Che cosa ho imparato da tutto questo? Se soffro, riesco a farmene una ragione? In maniera imprevista, gli studi sulle aree del cervello che si illuminano come lampadine davanti alla foto della persona che amiamo, quando ascoltiamo “la nostra canzone”, la conoscenza della dopamina e della feniletilamina (che per inciso, si trova anche nella cioccolata) mi serviranno forse ad avere le idee più chiare in quest’epoca di divorzi e storie mordi-e-fuggi.
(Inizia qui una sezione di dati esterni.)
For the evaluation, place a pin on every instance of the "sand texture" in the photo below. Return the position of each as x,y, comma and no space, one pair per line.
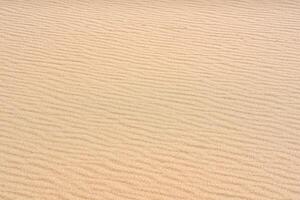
149,100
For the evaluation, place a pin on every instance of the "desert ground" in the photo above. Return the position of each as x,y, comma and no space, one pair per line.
149,100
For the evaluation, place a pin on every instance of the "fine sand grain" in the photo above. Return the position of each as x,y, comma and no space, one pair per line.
149,100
Quanto ho adorato quello stato di alterazione della mente che corrisponde al far follie: non senti il dolore, accetti sfide impossibili, perdi la lucidità. Dura al massimo da otto mesi a tre anni (e devo dire che rientro nelle statistiche con Jaime e Dado). I miei due ex avevano bisogno di dopamina (farfalle nello stomaco e simili). Volevano la tossicodipendenza passionale. È tutto lì l’amore? È per questo che piango, mi dispero, combino guai, scrivo libri, assumo avvocati? Io puntavo all’intimità, a un bagno nell’ossitocina, l’ormone della felicità, volevo la fiducia. L’amore comincia con la sensazione di essere capiti e sostenuti. La persona che ami raggiunge le parti più desolate di noi. Troviamo divertenti le sue battute, odiamo le stesse persone, vogliamo dormire abbracciati, invecchiare insieme. E non è possibile. Nessuno capisce del tutto nessuno. Io ho capito una cosa: scegliere qualcuno da amare è solo questione di decidere quale tipo di sofferenza siamo disposti a sopportare.
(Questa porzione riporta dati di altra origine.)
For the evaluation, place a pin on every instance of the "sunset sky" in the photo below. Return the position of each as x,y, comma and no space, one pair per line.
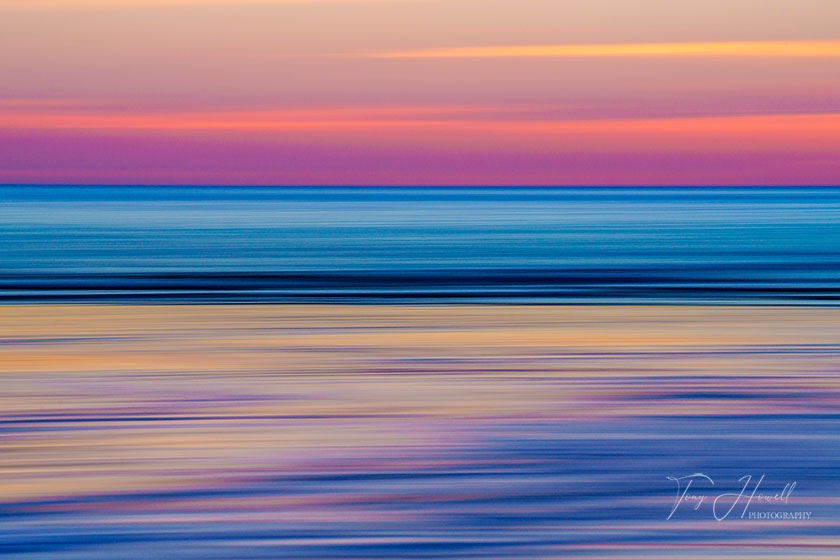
420,92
Le neuroscienze mi suggeriscono di riflettere su un nuovo, più promettente futuro post-romantico. Siamo dei pacchetti biologici, programmati per provare certe emozioni funzionali, ma siamo anche un sistema di valori, gruppo di appartenenza, cultura. Siamo attratte da uomini forti e da Dna diversi, da simmetrie, da odori, ma ci sono scelte che spettano ancora a noi, per fortuna. Come la conoscenza del genoma non ci permette di modificarlo, non ancora almeno, quello che sappiamo sull’amore non cambia il modo di viverlo, non crea in provetta le condizioni perché accada. Possiamo conoscere tutti gli ingredienti di una torta al cioccolato, però mangiarla resta sempre un’esperienza meravigliosa. Voglio la mia fetta di torta al cioccolato.